Luo Moulun, Langlais Paul, Yi Zhengping, Lefort Natalie, De Filippis Elena A, Hwang Hyonson, Christ-Roberts Christine Y, Mandarino Lawrence J
Center for Metabolic Biology, College of Liberal Arts and Sciences, Tempe, AZ 85287-3704, USA.
Endocrinology. 2007 Oct;148(10):4895-905. doi: 10.1210/en.2007-0049. Epub 2007 Jul 19.
The function of insulin receptor substrate-1 (IRS-1) is regulated by both tyrosine and serine/threonine phosphorylation. Phosphorylation of some serine/threonine residues in IRS-1 dampens insulin signaling, whereas phosphorylation of other serine/threonine residues enhances insulin signaling. Phosphorylation of human IRS-1 at Ser(629) was increased by insulin in Chinese hamster ovary cells expressing the insulin receptor (1.26 +/- 0.09-fold; P < 0.05) and L6 cells (1.35 +/- 0.29-fold; P < 0.05) expressing human IRS-1. Sequence analysis surrounding Ser(629) revealed conformity to the consensus phosphorylation sequence recognized by Akt. Phosphorylation of IRS-1 at Ser(629) in cells was decreased upon treatment with either an Akt inhibitor or by coexpression with kinase dead Akt, whereas Ser(629) phosphorylation was increased by coexpression with constitutively active Akt. In addition, Ser(629) of IRS-1 is directly phosphorylated by Akt in vitro. In cells, preventing phosphorylation of Ser(629) by a Ser(629)Ala mutation resulted in increased phosphorylation of Ser(636), a known negative regulator of IRS-1, without affecting phosphorylation of Tyr(632) or Ser(616). Cells expressing the Ser(629)Ala mutation, along with increased Ser(636) phosphorylation, had decreased insulin-stimulated association of the p85 regulatory subunit of phosphatidylinositol 3'-kinase with IRS-1 and decreased phosphorylation of Akt at Ser(473). Finally, in vitro phosphorylation of a Ser(629)-containing IRS-1 fragment with Akt reduces the subsequent ability of ERK to phosphorylate Ser(636/639). These results suggest that a feed-forward mechanism may exist whereby insulin activation of Akt leads to phosphorylation of IRS-1 at Ser(629), resulting in decreased phosphorylation of IRS-1 at Ser(636) and enhanced downstream signaling. Understanding the complex phosphorylation patterns of IRS-1 is crucial to elucidating the factors contributing to insulin resistance and, ultimately, the pathogenesis of type 2 diabetes.

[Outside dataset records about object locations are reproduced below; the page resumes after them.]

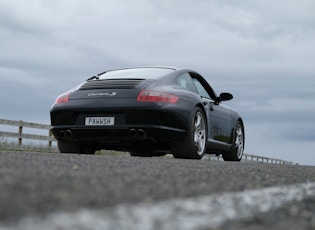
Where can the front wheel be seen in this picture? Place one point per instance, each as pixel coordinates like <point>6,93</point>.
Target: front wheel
<point>194,144</point>
<point>237,149</point>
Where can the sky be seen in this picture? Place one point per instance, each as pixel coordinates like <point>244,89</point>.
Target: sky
<point>261,51</point>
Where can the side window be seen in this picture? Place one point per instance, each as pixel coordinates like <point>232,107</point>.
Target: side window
<point>186,82</point>
<point>201,90</point>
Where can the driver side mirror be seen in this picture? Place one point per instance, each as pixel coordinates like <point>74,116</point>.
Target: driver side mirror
<point>225,97</point>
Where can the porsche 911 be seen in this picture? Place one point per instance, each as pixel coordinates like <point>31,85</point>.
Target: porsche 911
<point>148,111</point>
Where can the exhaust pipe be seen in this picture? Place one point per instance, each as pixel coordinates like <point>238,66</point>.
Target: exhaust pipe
<point>133,133</point>
<point>142,134</point>
<point>62,134</point>
<point>68,133</point>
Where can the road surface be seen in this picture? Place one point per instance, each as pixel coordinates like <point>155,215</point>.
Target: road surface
<point>70,191</point>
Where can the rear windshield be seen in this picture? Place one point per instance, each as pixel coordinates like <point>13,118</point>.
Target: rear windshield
<point>137,73</point>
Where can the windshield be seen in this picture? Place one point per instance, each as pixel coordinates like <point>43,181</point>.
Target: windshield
<point>137,73</point>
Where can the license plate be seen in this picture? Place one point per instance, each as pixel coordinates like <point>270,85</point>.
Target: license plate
<point>99,121</point>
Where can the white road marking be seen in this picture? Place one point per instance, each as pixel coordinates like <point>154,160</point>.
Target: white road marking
<point>184,214</point>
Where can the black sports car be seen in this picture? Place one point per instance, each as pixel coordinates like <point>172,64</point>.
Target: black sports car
<point>148,111</point>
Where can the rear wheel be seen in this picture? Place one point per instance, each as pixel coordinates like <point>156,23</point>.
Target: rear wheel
<point>237,149</point>
<point>194,144</point>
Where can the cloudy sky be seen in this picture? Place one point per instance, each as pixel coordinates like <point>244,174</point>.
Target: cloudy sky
<point>262,51</point>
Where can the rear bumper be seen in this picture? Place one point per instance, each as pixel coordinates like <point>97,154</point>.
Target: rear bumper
<point>123,133</point>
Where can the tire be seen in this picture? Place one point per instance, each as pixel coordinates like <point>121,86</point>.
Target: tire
<point>194,144</point>
<point>237,149</point>
<point>74,147</point>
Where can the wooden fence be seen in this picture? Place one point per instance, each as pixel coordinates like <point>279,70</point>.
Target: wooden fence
<point>49,139</point>
<point>21,135</point>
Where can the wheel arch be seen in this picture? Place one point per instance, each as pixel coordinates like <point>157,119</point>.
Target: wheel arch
<point>243,128</point>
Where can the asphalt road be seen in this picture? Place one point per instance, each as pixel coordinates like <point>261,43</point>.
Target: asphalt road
<point>40,189</point>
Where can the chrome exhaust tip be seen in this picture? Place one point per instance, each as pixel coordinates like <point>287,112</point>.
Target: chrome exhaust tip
<point>133,133</point>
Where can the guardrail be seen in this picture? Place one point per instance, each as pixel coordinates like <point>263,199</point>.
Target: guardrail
<point>20,135</point>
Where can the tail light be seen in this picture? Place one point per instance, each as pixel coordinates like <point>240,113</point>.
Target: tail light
<point>155,96</point>
<point>63,98</point>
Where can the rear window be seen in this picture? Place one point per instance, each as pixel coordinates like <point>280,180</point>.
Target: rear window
<point>137,73</point>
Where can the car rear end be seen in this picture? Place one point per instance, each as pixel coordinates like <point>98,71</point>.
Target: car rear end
<point>118,113</point>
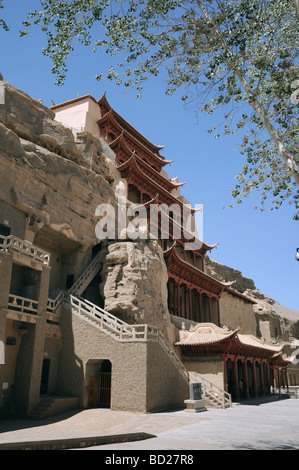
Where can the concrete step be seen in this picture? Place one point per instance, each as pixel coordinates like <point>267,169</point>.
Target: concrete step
<point>49,406</point>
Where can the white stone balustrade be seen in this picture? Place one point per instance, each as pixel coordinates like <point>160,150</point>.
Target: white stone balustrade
<point>14,244</point>
<point>22,304</point>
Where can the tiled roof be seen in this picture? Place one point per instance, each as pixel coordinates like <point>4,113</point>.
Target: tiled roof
<point>209,333</point>
<point>204,333</point>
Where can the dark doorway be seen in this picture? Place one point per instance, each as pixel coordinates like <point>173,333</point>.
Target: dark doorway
<point>105,385</point>
<point>69,281</point>
<point>4,230</point>
<point>45,376</point>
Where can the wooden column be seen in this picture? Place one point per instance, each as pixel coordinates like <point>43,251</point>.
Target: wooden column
<point>225,384</point>
<point>179,298</point>
<point>218,310</point>
<point>254,378</point>
<point>262,377</point>
<point>268,376</point>
<point>236,378</point>
<point>200,307</point>
<point>246,385</point>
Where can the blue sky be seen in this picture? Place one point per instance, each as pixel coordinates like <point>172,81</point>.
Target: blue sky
<point>262,245</point>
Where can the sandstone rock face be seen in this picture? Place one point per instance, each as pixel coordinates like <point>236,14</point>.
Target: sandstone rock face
<point>135,283</point>
<point>273,320</point>
<point>57,180</point>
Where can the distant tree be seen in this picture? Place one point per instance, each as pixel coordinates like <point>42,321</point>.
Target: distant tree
<point>241,55</point>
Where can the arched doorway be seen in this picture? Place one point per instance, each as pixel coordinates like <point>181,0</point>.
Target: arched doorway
<point>105,385</point>
<point>99,384</point>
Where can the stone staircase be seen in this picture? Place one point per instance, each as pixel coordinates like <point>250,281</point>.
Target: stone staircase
<point>214,396</point>
<point>120,330</point>
<point>52,405</point>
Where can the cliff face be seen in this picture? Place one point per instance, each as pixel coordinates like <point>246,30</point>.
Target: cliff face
<point>55,180</point>
<point>273,320</point>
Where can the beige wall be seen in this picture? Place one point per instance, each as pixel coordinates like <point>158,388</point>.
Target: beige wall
<point>237,313</point>
<point>143,377</point>
<point>81,115</point>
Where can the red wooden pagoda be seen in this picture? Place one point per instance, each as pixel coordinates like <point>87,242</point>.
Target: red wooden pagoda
<point>192,293</point>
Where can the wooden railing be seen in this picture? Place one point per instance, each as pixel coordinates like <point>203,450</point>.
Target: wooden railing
<point>22,247</point>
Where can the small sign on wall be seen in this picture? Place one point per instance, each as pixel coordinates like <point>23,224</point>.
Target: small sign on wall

胰岛素受体底物-1(IRS-1)的功能受酪氨酸和丝氨酸/苏氨酸磷酸化的调节。IRS-1中某些丝氨酸/苏氨酸残基的磷酸化会减弱胰岛素信号传导,而其他丝氨酸/苏氨酸残基的磷酸化则会增强胰岛素信号传导。在表达胰岛素受体的中国仓鼠卵巢细胞(1.26±0.09倍;P<0.05)和表达人IRS-1的L6细胞(1.35±0.29倍;P<0.05)中,胰岛素可增加人IRS-1在Ser(629)位点的磷酸化。围绕Ser(629)的序列分析显示其符合Akt识别的共有磷酸化序列。用Akt抑制剂处理细胞或与激酶失活的Akt共表达时,细胞中IRS-1在Ser(629)位点的磷酸化会降低,而与组成型活性Akt共表达则会增加Ser(629)的磷酸化。此外,IRS-1的Ser(629)在体外可被Akt直接磷酸化。在细胞中,通过Ser(629)Ala突变阻止Ser(629)的磷酸化会导致IRS-1的已知负调节因子Ser(636)的磷酸化增加,而不影响Tyr(632)或Ser(616)的磷酸化。表达Ser(629)Ala突变的细胞,随着Ser(636)磷酸化的增加,胰岛素刺激的磷脂酰肌醇3'-激酶p85调节亚基与IRS-1的结合减少,Akt在Ser(473)位点的磷酸化也减少。最后,用Akt对含Ser(629)的IRS-1片段进行体外磷酸化会降低ERK随后对Ser(636/639)磷酸化的能力。这些结果表明可能存在一种前馈机制,即胰岛素激活Akt导致IRS-1在Ser(629)位点磷酸化,从而导致IRS-1在Ser(636)位点磷酸化减少并增强下游信号传导。了解IRS-1复杂的磷酸化模式对于阐明导致胰岛素抵抗以及最终2型糖尿病发病机制的因素至关重要。